白い壁の続く廊下を歩いていくと、沢山の入院中の人たちとすれ違った。
その時のわたしは、まだ何も知らなくて、その人たちを見ても、何も思うこともなく、なにも感じることもなく。
ただ、居る。という当然のことを認識するだけで…。
少し歩くと、壁の上の方に、「談話室」と書かれたプレートが見えた。
そこに入ると広い空間が広がった。いくつものテーブルと椅子にはちらほらと人が座っている。

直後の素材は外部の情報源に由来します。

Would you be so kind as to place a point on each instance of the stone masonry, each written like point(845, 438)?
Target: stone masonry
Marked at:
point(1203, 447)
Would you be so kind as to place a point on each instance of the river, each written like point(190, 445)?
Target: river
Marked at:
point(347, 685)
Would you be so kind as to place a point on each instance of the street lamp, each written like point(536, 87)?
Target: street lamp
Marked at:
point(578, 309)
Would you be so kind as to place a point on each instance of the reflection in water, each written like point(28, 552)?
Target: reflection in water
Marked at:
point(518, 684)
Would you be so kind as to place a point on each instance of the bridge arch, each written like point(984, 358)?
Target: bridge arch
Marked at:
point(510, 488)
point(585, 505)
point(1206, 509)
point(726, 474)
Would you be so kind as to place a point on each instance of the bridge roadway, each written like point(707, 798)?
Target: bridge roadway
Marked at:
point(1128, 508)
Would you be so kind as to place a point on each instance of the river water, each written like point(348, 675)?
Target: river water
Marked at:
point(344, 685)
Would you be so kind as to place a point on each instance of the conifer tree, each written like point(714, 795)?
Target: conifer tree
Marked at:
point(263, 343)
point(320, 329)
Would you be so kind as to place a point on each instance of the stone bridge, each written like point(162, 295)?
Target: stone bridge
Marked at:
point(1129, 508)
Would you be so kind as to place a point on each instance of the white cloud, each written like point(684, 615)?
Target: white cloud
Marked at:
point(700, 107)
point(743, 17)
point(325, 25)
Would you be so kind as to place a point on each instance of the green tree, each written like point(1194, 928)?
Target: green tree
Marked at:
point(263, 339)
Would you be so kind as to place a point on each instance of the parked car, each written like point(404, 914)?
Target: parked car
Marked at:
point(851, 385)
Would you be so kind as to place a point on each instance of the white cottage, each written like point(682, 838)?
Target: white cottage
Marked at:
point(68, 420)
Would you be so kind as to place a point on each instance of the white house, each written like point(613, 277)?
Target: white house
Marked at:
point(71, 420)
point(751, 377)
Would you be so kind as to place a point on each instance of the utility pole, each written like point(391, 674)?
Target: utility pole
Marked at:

入院中の患者さんと、身内の人らしき人のペアが一番多く見えた。
楽しそうに話している人もいれば、深刻そうな顔をしている人もいる。
日中の日の光の差し込む談話室は、何だか、安心できるような、ほっとするような、不思議な気持ちになれた。
自動販売機のところに行ってオレンジジュースを買う。
小さい頃から大好きな、オレンジジュース。
───ガコンッッ───
ジュースが下に落ちた。
それからわたしはある重大なことに気付く。
…しゃがめなぃ……。
これは流石に、自分でも馬鹿したなぁ。と思った…。
どうしよう…
てか…あたしの120円ッッ!!
あぁ…、中学2年生の私には、120円は貴重だったのに…。
その時だった。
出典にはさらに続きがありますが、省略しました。